URL fragment in the browser
Recreating common behavior
When you got to a page with #identifier
appended to the end the browser will, after loading the page jump directly to the element with id="identifier"
.
Formally the part after hash is known as a fragment identifier (specified in rfc3986). And how the client should react to it depends on the specific MIME type. For HTML, it’s bringing that element into view.
In my recent project, I had to recreate that behavior. I couldn’t depend on the browser because I was creating the page content on the fly. It depended on the series of AJAX requests and the initial page didn’t contain the element with the id from the URL hash.
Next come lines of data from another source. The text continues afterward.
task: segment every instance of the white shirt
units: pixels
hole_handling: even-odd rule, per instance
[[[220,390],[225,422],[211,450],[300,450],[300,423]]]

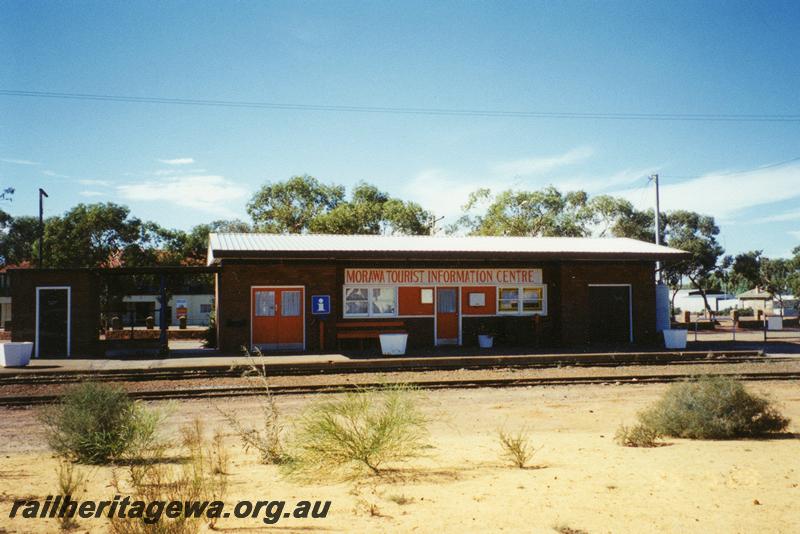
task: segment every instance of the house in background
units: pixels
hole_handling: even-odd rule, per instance
[[[708,305],[715,312],[724,310],[726,308],[738,308],[739,300],[736,295],[730,293],[715,293],[713,291],[706,292]],[[703,295],[697,289],[679,289],[678,294],[675,295],[675,308],[680,308],[682,311],[689,311],[692,313],[702,313],[706,309]]]
[[[125,305],[121,317],[123,325],[134,322],[142,326],[150,316],[159,326],[158,295],[126,295],[122,302]],[[208,326],[213,310],[213,294],[173,295],[167,301],[167,324],[177,325],[179,318],[185,316],[188,326]]]
[[[781,301],[783,302],[783,308],[781,308]],[[798,314],[798,300],[793,295],[781,295],[779,299],[760,287],[741,293],[739,302],[741,302],[742,308],[752,308],[756,313],[761,310],[764,315],[795,317]]]

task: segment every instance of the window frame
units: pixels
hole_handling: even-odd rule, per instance
[[[517,292],[516,310],[502,310],[500,307],[501,302],[509,302],[511,299],[502,298],[503,290],[513,289]],[[539,310],[526,311],[523,309],[525,302],[525,290],[534,289],[538,290],[540,295],[538,302],[540,303]],[[533,302],[528,299],[529,302]],[[497,286],[497,315],[547,315],[547,285],[546,284],[519,284],[519,285],[498,285]]]
[[[347,313],[347,290],[349,289],[366,289],[367,290],[367,313]],[[374,303],[373,290],[374,289],[390,289],[394,293],[394,312],[392,313],[377,313],[372,310]],[[397,317],[399,312],[400,303],[398,302],[397,286],[387,285],[348,285],[342,286],[342,318],[380,318],[380,317]]]

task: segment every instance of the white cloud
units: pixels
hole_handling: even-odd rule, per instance
[[[782,222],[782,221],[796,221],[798,219],[800,219],[800,210],[784,211],[783,213],[762,217],[760,222],[770,223],[770,222]]]
[[[194,158],[160,159],[158,161],[167,165],[191,165],[194,163]]]
[[[15,158],[0,158],[4,163],[13,163],[14,165],[41,165],[38,161],[31,161],[29,159],[15,159]]]
[[[660,180],[661,209],[685,209],[730,220],[747,208],[800,197],[800,164],[772,167],[747,173],[709,173],[682,182]],[[614,194],[623,196],[639,208],[652,205],[640,189]],[[765,213],[766,215],[766,213]]]
[[[646,177],[656,171],[658,171],[658,168],[655,167],[624,169],[611,175],[580,176],[565,180],[556,180],[552,183],[562,192],[580,189],[587,193],[597,194],[611,188],[628,186],[633,184],[633,182],[639,182],[640,185],[644,185],[646,183]]]
[[[108,187],[108,186],[111,185],[111,182],[109,182],[108,180],[86,180],[86,179],[81,179],[81,180],[78,180],[78,183],[81,184],[81,185],[96,185],[96,186],[100,186],[100,187]]]
[[[58,174],[57,172],[50,170],[42,171],[42,174],[44,174],[45,176],[50,176],[52,178],[69,178],[69,176],[67,176],[66,174]]]
[[[593,154],[594,149],[591,147],[578,147],[554,156],[524,158],[497,163],[492,166],[492,171],[500,175],[530,176],[552,171],[559,167],[574,165],[590,158]]]
[[[800,230],[790,230],[788,233],[790,236],[794,236],[797,239],[800,239]],[[790,256],[790,254],[785,254],[785,255]]]
[[[461,206],[467,202],[470,193],[489,186],[492,190],[502,190],[510,187],[511,183],[497,180],[487,184],[485,180],[456,176],[442,169],[426,169],[404,183],[400,196],[419,203],[437,217],[451,218],[461,214]]]
[[[241,203],[248,193],[235,182],[215,175],[176,176],[125,184],[117,186],[117,191],[127,200],[164,202],[223,217],[235,216],[236,212],[229,206]]]
[[[81,192],[80,192],[80,193],[78,193],[78,194],[79,194],[79,195],[81,195],[81,196],[83,196],[83,197],[101,197],[101,196],[103,196],[105,193],[102,193],[102,192],[100,192],[100,191],[81,191]]]
[[[176,176],[179,174],[204,173],[204,172],[206,172],[205,169],[159,169],[157,171],[153,171],[151,174],[153,176]]]

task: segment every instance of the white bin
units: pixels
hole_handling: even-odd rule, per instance
[[[767,317],[767,330],[783,330],[783,317]]]
[[[3,367],[25,367],[31,361],[33,343],[22,341],[0,343],[0,365]]]
[[[664,333],[664,346],[668,349],[685,349],[686,333],[684,329],[662,330]]]
[[[494,336],[485,334],[478,335],[478,346],[482,349],[491,349],[494,344]]]
[[[380,334],[381,353],[384,356],[400,356],[406,353],[408,334]]]

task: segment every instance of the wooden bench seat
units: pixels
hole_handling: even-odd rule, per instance
[[[342,321],[336,323],[336,341],[358,339],[364,348],[365,339],[378,339],[381,334],[407,334],[403,321]]]
[[[351,332],[339,332],[336,337],[339,339],[358,339],[358,338],[377,338],[381,334],[405,334],[405,330],[354,330]]]

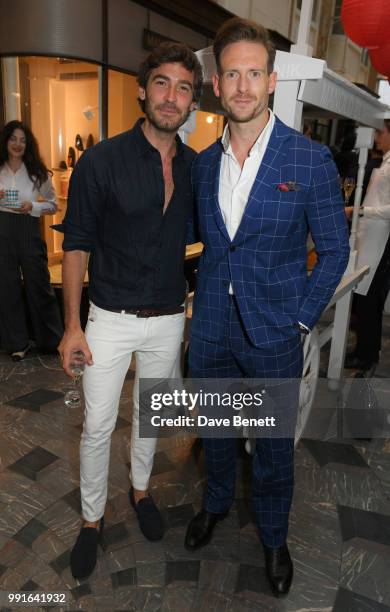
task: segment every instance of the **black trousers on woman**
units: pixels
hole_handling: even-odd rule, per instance
[[[63,325],[39,219],[0,211],[0,338],[10,352],[23,350],[30,337],[23,292],[38,348],[54,350]]]
[[[390,237],[378,264],[367,295],[354,295],[357,316],[355,356],[362,361],[379,361],[382,340],[382,315],[390,281]]]

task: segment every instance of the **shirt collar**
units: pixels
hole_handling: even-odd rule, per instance
[[[266,138],[266,135],[272,131],[274,124],[275,124],[275,115],[273,113],[273,111],[269,108],[269,118],[268,121],[265,125],[265,127],[263,128],[263,130],[260,132],[258,138],[256,139],[256,141],[253,143],[253,146],[250,150],[250,153],[258,153],[261,150],[261,147],[263,145],[264,139]],[[232,149],[230,146],[230,132],[229,132],[229,124],[226,124],[225,129],[223,130],[223,134],[222,134],[222,138],[221,138],[221,143],[223,146],[223,150],[226,154],[230,154],[232,153]]]
[[[144,131],[142,129],[142,124],[144,121],[145,119],[141,117],[141,119],[138,119],[138,121],[136,122],[133,128],[136,142],[137,142],[138,152],[141,156],[146,155],[147,153],[157,151],[157,149],[149,142],[149,140],[146,138],[144,134]],[[176,155],[177,156],[182,155],[184,151],[184,145],[178,134],[176,134],[175,141],[176,141]]]

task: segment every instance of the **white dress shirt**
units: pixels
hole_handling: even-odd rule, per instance
[[[268,123],[252,146],[242,169],[230,144],[228,125],[222,134],[223,153],[219,175],[219,206],[231,240],[233,240],[241,223],[274,124],[275,115],[272,110],[269,110]]]
[[[271,132],[275,125],[275,115],[269,109],[269,119],[263,131],[253,144],[241,168],[230,144],[229,126],[222,134],[223,153],[219,175],[219,206],[230,240],[233,240],[241,223],[250,191],[260,164],[263,160]],[[233,294],[230,283],[229,293]]]
[[[40,217],[44,213],[54,214],[57,210],[56,194],[50,176],[37,189],[30,179],[24,164],[16,172],[11,170],[7,163],[0,168],[0,190],[3,189],[18,189],[19,201],[32,203],[32,209],[29,212],[32,217]],[[41,198],[42,201],[39,202],[38,198]],[[1,206],[1,200],[0,210],[19,214],[17,210],[13,210],[8,206]]]
[[[356,268],[369,266],[370,270],[355,293],[367,295],[390,236],[390,151],[381,166],[372,171],[363,207],[357,232]]]
[[[367,206],[363,202],[364,216],[369,219],[390,221],[390,151],[383,156],[383,161],[376,173],[379,175],[375,192],[376,202],[374,206]],[[369,188],[370,186],[367,192]]]
[[[274,129],[275,115],[271,109],[268,109],[268,111],[268,123],[249,151],[249,155],[242,169],[230,144],[228,125],[225,127],[222,134],[223,153],[219,175],[218,197],[222,217],[230,240],[233,240],[241,223],[250,191],[255,182],[260,164],[263,161],[272,130]],[[234,293],[231,283],[229,285],[229,293],[230,295]],[[303,323],[299,322],[299,325],[301,326],[301,330],[304,330],[305,333],[310,331]]]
Turns out the behavior is not that complicated to reproduce. Thanks to a nifty DOM method perfectly suited to that task. scrollIntoView
. (Although there’s a warning on that page it only matters in the case of using scrollIntoViewOptions
. My use case of simply passing true
is supported broadly.)
In the end, following bit of code is all that was needed.
const elementId = window.location.hash.slice(1);
const element = document.getElementById(elementId);
if (element) {
element.scrollIntoView(true);
}
.slice(1)
is to remove #
from the beginning of the string, so to have just the id. In the case where there’s no URL fragment present, it will return empty string. document.getElementById
will return null
if the element is not found (and there can’t be an element with an empty id).
The only tricky part left was to execute this piece of code at the right time, when the desired element has been added to the page. After finding that place, works perfectly.